Todo parece confabularse en contra del candidato presidencial del Frente para la Victoria, Daniel Scioli.

Los riesgos no sólo llegan de la mano de la coalición Cambiemos, liderada por Mauricio Macri. El actual gobernador bonaerense enfrenta otra amenaza concreta: la posibilidad de que antes del balotaje sobrevenga una nueva oleada de lluvias que, según advierten expertos, podría alcanzar una magnitud similar o superior a la que provocó inundaciones en varias zonas de la Provincia, en agosto pasado.

Los pronósticos de entidades como la Sociedad Rural Argentina, el Instituto Nacional de Tecnología Agropecuaria (INTA), y la Bolsa de Comercio de Rosario, vienen alertando que el fenómeno de "El Niño", con su conocida batería de tormentas, comenzará a hacerse visible en los próximos días.

Y su impacto, advierten, podría hacer peligrar desde la siembra de soja y maíz hasta la seguridad de los habitantes de distintas zonas en territorio bonaerense.

Distintos informes técnicos a los que accedió este medio consignan que, de aquí a diciembre, será un tiempo de excesivas precipitaciones, sólo comparables a las de la campaña 1997-98, que también fue marcada por otro Niño.

"Las lluvias serán más importantes en noviembre.
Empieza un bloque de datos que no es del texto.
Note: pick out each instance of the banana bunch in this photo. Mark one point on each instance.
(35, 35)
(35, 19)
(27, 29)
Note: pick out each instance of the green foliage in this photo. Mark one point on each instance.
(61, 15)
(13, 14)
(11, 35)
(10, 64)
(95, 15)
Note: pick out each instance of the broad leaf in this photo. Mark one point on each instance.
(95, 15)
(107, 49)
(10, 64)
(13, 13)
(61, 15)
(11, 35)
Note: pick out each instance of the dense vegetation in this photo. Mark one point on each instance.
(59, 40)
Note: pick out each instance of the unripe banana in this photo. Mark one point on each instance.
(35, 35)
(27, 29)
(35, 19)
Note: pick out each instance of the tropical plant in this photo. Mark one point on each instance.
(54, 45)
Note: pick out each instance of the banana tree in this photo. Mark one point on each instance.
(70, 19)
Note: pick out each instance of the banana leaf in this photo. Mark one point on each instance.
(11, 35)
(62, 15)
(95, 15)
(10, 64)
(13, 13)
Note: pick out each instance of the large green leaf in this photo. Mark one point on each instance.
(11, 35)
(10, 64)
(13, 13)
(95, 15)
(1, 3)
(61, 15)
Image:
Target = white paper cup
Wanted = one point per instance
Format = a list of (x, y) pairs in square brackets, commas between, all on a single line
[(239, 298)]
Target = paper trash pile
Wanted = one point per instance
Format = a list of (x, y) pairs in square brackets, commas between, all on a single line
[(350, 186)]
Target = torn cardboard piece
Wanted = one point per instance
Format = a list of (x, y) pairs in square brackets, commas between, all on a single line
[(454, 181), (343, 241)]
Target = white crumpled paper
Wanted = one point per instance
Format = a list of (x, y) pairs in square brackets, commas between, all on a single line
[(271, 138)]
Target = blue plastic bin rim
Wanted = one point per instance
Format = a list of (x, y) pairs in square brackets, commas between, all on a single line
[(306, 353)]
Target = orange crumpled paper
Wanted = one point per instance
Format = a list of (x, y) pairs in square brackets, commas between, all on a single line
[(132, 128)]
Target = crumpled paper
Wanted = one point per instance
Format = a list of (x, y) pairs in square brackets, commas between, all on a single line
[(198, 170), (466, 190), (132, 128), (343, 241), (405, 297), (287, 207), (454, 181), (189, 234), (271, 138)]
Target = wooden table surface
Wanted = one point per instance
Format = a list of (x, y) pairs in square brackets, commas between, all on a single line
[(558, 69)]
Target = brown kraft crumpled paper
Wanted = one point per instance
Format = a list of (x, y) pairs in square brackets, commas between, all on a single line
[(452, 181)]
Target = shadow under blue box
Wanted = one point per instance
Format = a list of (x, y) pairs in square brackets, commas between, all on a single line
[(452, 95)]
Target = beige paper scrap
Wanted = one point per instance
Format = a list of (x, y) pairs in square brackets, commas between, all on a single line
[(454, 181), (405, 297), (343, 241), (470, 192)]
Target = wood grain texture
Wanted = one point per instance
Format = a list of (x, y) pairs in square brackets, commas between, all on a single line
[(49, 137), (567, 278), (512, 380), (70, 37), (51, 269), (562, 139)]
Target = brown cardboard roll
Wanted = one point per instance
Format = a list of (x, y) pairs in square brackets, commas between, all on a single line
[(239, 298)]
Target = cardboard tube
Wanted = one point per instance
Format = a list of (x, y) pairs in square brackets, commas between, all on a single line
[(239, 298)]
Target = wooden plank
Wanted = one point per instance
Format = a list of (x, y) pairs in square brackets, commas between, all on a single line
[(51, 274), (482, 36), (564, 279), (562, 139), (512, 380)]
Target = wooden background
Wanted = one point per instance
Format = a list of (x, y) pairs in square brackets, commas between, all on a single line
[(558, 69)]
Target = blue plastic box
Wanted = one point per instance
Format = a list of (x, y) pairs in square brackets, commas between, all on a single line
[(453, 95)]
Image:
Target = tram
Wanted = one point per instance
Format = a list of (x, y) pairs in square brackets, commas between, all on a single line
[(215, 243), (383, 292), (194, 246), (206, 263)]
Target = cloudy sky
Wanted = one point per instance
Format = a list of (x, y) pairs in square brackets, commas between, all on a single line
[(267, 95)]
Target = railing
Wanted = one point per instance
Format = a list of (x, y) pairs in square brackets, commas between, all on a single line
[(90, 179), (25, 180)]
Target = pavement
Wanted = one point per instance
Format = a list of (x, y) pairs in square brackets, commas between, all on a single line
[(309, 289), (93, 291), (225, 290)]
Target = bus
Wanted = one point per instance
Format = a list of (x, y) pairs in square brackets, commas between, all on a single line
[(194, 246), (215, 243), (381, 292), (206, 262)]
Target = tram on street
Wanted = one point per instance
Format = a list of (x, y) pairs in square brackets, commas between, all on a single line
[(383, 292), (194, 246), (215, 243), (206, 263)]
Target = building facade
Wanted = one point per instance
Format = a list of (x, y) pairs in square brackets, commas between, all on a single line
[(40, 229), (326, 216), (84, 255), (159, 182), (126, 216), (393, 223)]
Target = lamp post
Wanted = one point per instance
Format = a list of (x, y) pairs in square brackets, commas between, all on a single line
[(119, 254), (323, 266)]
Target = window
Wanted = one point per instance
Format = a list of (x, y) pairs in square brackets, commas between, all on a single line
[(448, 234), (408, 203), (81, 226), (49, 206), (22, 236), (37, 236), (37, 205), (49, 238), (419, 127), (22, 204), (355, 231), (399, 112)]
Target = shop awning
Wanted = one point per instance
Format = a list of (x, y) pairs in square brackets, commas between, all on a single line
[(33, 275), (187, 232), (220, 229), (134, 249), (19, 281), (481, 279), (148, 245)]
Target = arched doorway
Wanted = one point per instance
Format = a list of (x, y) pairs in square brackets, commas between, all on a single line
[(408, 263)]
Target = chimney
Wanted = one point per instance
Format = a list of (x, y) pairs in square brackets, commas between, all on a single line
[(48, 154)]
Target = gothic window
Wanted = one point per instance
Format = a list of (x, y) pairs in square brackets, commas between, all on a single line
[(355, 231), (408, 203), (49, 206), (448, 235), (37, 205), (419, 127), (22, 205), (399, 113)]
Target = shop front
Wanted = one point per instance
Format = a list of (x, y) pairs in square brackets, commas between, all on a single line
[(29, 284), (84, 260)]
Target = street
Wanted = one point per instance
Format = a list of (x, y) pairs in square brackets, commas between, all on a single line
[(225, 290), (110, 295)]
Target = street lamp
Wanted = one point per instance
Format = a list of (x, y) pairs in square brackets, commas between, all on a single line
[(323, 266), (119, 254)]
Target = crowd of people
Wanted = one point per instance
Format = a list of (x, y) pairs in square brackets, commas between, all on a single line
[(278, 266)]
Lo más probable es que se retrase el inicio de la campaña agrícola pero lo más complicado es el riesgo de inundación. Hay regiones que quedaron con las napas muy altas después de la crisis de agosto. El norte de la provincia de Buenos Aires, específicamente la cuenca del río Salado, repesenta la mayor preocupación", expresó Ernesto Ambrosetti, economista jefe de la Sociedad Rural Argentina (SRA), en diálogo con iProfesional.

"El mes que empieza será de lluvias intensas en determinados puntos, en niveles más riesgosos que el que veníamos teniendo. La consecuencia es que aumentará la cantidad de agua por metro cuadrado y también los vientos", agregó.

Desde la SRA anticiparon que el promedio por precipitación podría alcanzar los 300 milímetros, lo que "debe leerse como una cantidad importante por metro cuadrado".

"Si se confirma lo que se viene pronosticando, y en virtud de que una hectárea equivale a 10.000 metros cuadrados, estamos hablando de unos tres millones de litros que caerían por cada unidad de esas dimensiones. No hay superficie capaz de absorber un caudal semejante y menos con el excedente que tenemos", explicó Ambrosetti.

En tanto, Gustavo López, director de la consultora AgriTrend, destacó que "si la intensidad del Niño se cumple, entonces su impacto será mayor que en otras oportunidades. La perspectiva para los cultivos es por demás de complicada. Y ni hablar si eso lo hacemos extensivo a las ciudades ubicadas en las zonas más bajas".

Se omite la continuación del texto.